3. Use Change Tracking to Minimize Polling:
- Delta Queries: Instead of re-fetching everything repeatedly, use delta queries to only retrieve data that has changed since the last sync instead of the entire dataset.
- Change Notifications: Subscribing to change notifications (webhooks) lets your app respond to events as they happen, rather than polling the API unnecessarily. It’s much more efficient and throttle-friendly.
4. Implement Intelligent Retry Logic:
When a 429 response is received:
- Respect Retry-After: Always wait the exact amount of time specified before retrying. Microsoft is telling you how long the system needs—listen to it.
- Use Exponential Backoff: If the header isn’t present, implement exponential backoff to increase wait times between retries. This reduces the pressure on the API and increases your chances of a successful retry.
- Set Retry Limits: Always include a retry cap to avoid infinite loops and unnecessary load.
Example pseudocode:
wait = 1
while retry:
try:
make_api_call()
break
except Throttled:
time.sleep(wait)
wait = min(wait * 2, 60) # cap wait time
5. Schedule Workloads During Off-Peak Hours:
- Many organizations generate peak load during business hours. If your app runs nightly reports, sync jobs, or batch processes, schedule them for early morning, evenings, or weekends when overall traffic is lower.
6. Distribute Load Intelligently:
- Spread Requests Across Users: If your app acts on behalf of many users, distribute the workload across them rather than funneling everything through a single user context.
- Use Queues or Throttling Middleware: Introduce slight delays, queues, or background workers to space out requests, especially when handling large batches.
7. Monitor and Log Throttling Events:
- Always log 429 and 503 responses, including Retry-After durations and affected endpoints. This helps you identify which patterns or endpoints are more prone to throttling—and optimize accordingly.

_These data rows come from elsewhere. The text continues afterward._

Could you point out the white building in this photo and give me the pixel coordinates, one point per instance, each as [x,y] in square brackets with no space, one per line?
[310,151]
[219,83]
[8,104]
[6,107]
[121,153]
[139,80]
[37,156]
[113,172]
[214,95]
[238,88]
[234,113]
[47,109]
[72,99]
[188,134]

Implementing these best practices not only improves the stability of your application but also ensures it remains respectful of shared cloud resources. A well-behaved app that handles throttling gracefully is one that scales reliably and earns fewer support tickets.
Building Resilient Apps with Microsoft Graph
Microsoft Graph API throttling is an important mechanism to ensure performance and stability for all tenants. As your app or script grows in scale and complexity, understanding how throttling works becomes crucial to keeping things smooth and reliable.
By proactively applying the strategies we’ve covered—like efficient querying, smart batching, exponential backoff, and change tracking—you can design systems that not only avoid hitting limits but also recover gracefully when they do.
If you’re working with Microsoft Graph at scale, it’s worth investing in solid telemetry. Monitor your API usage patterns, log throttling responses, and track retry behavior. These insights will help you identify bottlenecks early and fine-tune your app over time.
Stay within the limits, build with resilience in mind, and your app will be better for it.
Happy coding! And may your 429s be few and far between!